Thomas Ramos, un modèle de résilience et d’excellence
Propulsé au sommet à force de persévérance, Thomas Ramos ne doit pas son succès à un parcours linéaire mais à une série de batailles silencieuses qui l’ont forgé. Formé à Toulouse, il connaît tôt la difficulté de percer dans l’élite. Prêté à Colomiers en Pro D2 durant la saison 2016-2017, il y éclabousse le championnat de son talent et en revient plus solide et complet. Ce détour s’est révélé déterminant : Ramos est aujourd’hui un cadre du Stade comme du XV de France, où il est devenu le meilleur réalisateur de l’histoire en 2024.
« Il a basculé dans une autre ère », disait Ugo Mola en début de saison (source : Quinze Mondial), en reconnaissance de la nouvelle stature de son arrière. Clé de voûte du système toulousain grâce à sa vista, sa polyvalence et son adresse au pied, Ramos inspire aujourd’hui une nouvelle génération… dans sa propre équipe.
Clément Vergé, un novice ambitieux et lucide
S’il n’évolue pas au même poste, Clément Vergé, jeune trois-quarts centre de 21 ans, voit dans le parcours de Ramos un itinéraire réaliste et motivant. Dans une déclaration sans détour à Rugbyrama, il confie : « Thomas c’est un joueur qui a un parcours inspirant. […] Ça donne envie d’avoir un parcours similaire. Après, je ne joue pas arrière, il a des qualités que je n’ai pas et inversement, mais son état d’esprit, sa manière d’appréhender les matchs et ses semaines d’entraînement m’inspirent. »
Arrivé discrètement dans le groupe pro du Stade cette saison, Vergé ne cache ni ses ambitions ni la conscience du chemin à parcourir. Mais dans un effectif toulousain ultra compétitif et marqué par une exigence quotidienne, suivre l’exemple de Ramos peut lui permettre de s’ancrer durablement dans le projet que construit Ugo Mola.
La méthode Ramos, une philosophie toulousaine ?
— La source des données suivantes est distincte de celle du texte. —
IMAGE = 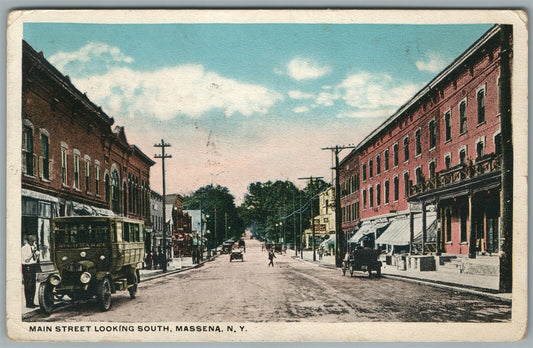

Ce qui séduit dans le parcours de Ramos dépasse l’individu : c’est une culture de club. Toulouse a fait de la formation une arme absolue. Mais pour durer, il faut plus qu’un bon niveau : il faut comprendre l’écosystème toulousain, s’inscrire dans la durée, accepter les passages à vide. Ramos l’a brillamment prouvé, et c’est ce que tente désormais de reproduire Clément Vergé.
Le parallèle avec d’autres talents revenus de prêt comme Matthis Lebel ou récemment Retière montre une tendance forte du Stade à faire grandir ses jeunes loin du cocon d’Ernest-Wallon avant de les réintégrer aguerris. Dans un Top 14 toujours plus compétitif et une Champions Cup où chaque détail compte, cette stratégie pourrait faire la différence sur le long terme.
Quels enjeux pour Toulouse dans la saison 2024-2025 ?
Alors que Toulouse vise encore une fois le doublé Top 14 – Champions Cup, l’émergence de jeunes comme Clément Vergé pourrait s’avérer déterminante, surtout dans une saison alourdie par les doublons du Tournoi des Six Nations et la gestion des internationaux. Ramos, Dupont, Ntamack… seront régulièrement sollicités par le XV de France, laissant leur place à des profils en devenir.
Mola, connu pour sa science du management et de la rotation, peut s’appuyer sur ces jeunes pour maintenir une intensité constante, tout en préparant la relève. La fraîcheur, l’envie de se faire une place et l’expérience des anciens créent un équilibre unique qui permet à Toulouse de rester compétitif en toutes circonstances.
Avec des talents comme Clément Vergé qui reviennent aux fondamentaux – humilité, travail, inspiration – et prennent exemple sur les meilleurs, le Stade Toulousain semble prêt à régner encore longtemps sur le rugby français… et européen.